A dozen stories up, in a building overlooking Union Square, six artisans sit in white lab coats with magnifying glasses, painstakingly working on Goyard handbags and luggage. Not stitching them, but carefully embellishing the French luxury goods with monograms, stripes, flowers, animals and any other design its customers can dream up.
The painting workshop is one of only three in the world operated by Goyard - the other two are in Tokyo and Carcassonne, in the south of France. The San Francisco office handles all the work requested by customers in the United States, at a rate of 250 to 300 wallets, canvas totes, rolling luggage and other pieces every month of the year, all year long.
Monogramming - from hand-embossed initials on Gucci bags to Ferragamo's Red Carpet customized shoes - is a surefire way to add an extra level of panache to luxury goods. It also burnishes the appeal of mass-market products, from personalized M&Ms and initial necklaces to Converse tennies with the customer's nickname on the heel.
Goyard, however, has been at it for more than a century.
The French trunk maker, reputed to be the oldest and most prestigious in business, has roots in the House of Martin, founded in 1792, and became Goyard in 1853. The company emerged as a favorite of aristocratic families, who had their trunks painted with coats of arms.
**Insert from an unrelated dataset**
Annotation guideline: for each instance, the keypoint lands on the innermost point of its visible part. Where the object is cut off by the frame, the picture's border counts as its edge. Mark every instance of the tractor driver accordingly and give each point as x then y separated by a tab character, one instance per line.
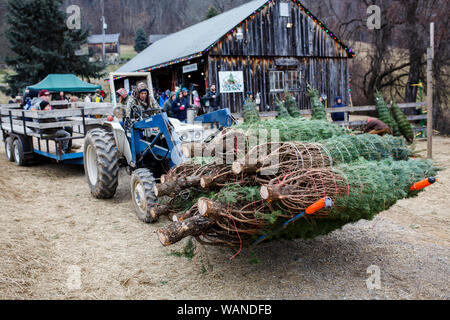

"The monogramming has never stopped," said Graciela Cors, studio design manager for the Goyard franchise in San Francisco. "It's one of the few houses that kept the tradition."
In the days of steamship travel, when many trunks looked alike, monograms and coats of arms were useful for identification, Cors said. Today, Goyard clients enjoy the customization as a status symbol and a fashion perk.
Certainly, anyone could slap a decal on a handbag, tote bag or purse to make a statement. But Goyard's monogramming is meant to last the lifetime of the bag or trunk.
The process starts with the purchase of a bag, wallet or trunk. Goyard sells its wares in boutiques here and in Tokyo, London and Paris, and also at Bergdorf Goodman in New York, and Barneys New York department stores in New York, Boston and Beverly Hills. Customers are presented with 17 colors and two styles of lettering for monograms, stripes, words or other images. Customers may also present their own design motifs - including house pets, dragons, zodiac signs, nautical symbols, company logos and free-form drawings, to name a few.
Each design is transferred to a stencil, then mapped out on the product, and hand-painted with boar hair brushes for a smooth finish. The paints are oil-based, and artisans mix them with solvents and glue, all measured to the gram, to adhere better to product surfaces.
Depending on the intricacy of the design and the number of colors used, each piece might take between two weeks and two months to finish. Each coat of paint requires 24 hours to dry.
Painters train at Goyard headquarters before being allowed to work on the line's pricey bags, to avoid costly mistakes. Among San Francisco's six artisans is Gerardo Ruiz, hired by Goyard a year ago. An engineer by training, he enjoys painting because "it's different every time, with different colors - it's challenging," he said. Christine Mendez, who has worked for six years in the studio 13 floors above the Goyard boutique, studied art history and photography. She worked previously at a research center for archaeology in Mexico, restoring archaeological finds in a lab. "I am quite good with my hands," she said.
Although intended to be permanent, the monograms can be removed, a request often made when a customer divorces and her initials change. Jessica Simpson, for instance, removed the center letter from a monogram after she split from Nick Lachey, and replaced it with a star, Cors said.
The work is difficult and time-consuming, requiring the use of chemicals and tweezers for months to pry pinprick-size chips of paint off the surface one at a time. The surface is then usually repainted.
Like Goyard products, which run from $1,600 for a canvas tote bag to $6,000 or more for a trunk, the monogramming service comes at a price - about $150 for lettering, another $150 for stripes, $600 for a flower and up. A customer from Dubai recently bought a trunk on wheels and requested a cable car to be painted on one side and the family shield on the other, a graphic that Cors designed from scratch, and a project that will add $3,000 to the bill.
The artisans take their work seriously, some to the point of waking up in the night with worry, said Lizbeth Becera, who has worked at the studio for five years. "Sometimes you have nightmares about the customer being upset and refusing to take the bag," she said.
Luckily, said boutique manager Marcela Sepulveda, that has never happened in San Francisco.
Cors said the biggest problem occurs when husbands come in to buy a bag and pick out the monogram and stripes to surprise their wives. They forget one important thing: They aren't customizing it for themselves.
"Pay for the painting, but let her choose," Cors advised. "Wives often hate the colors they pick."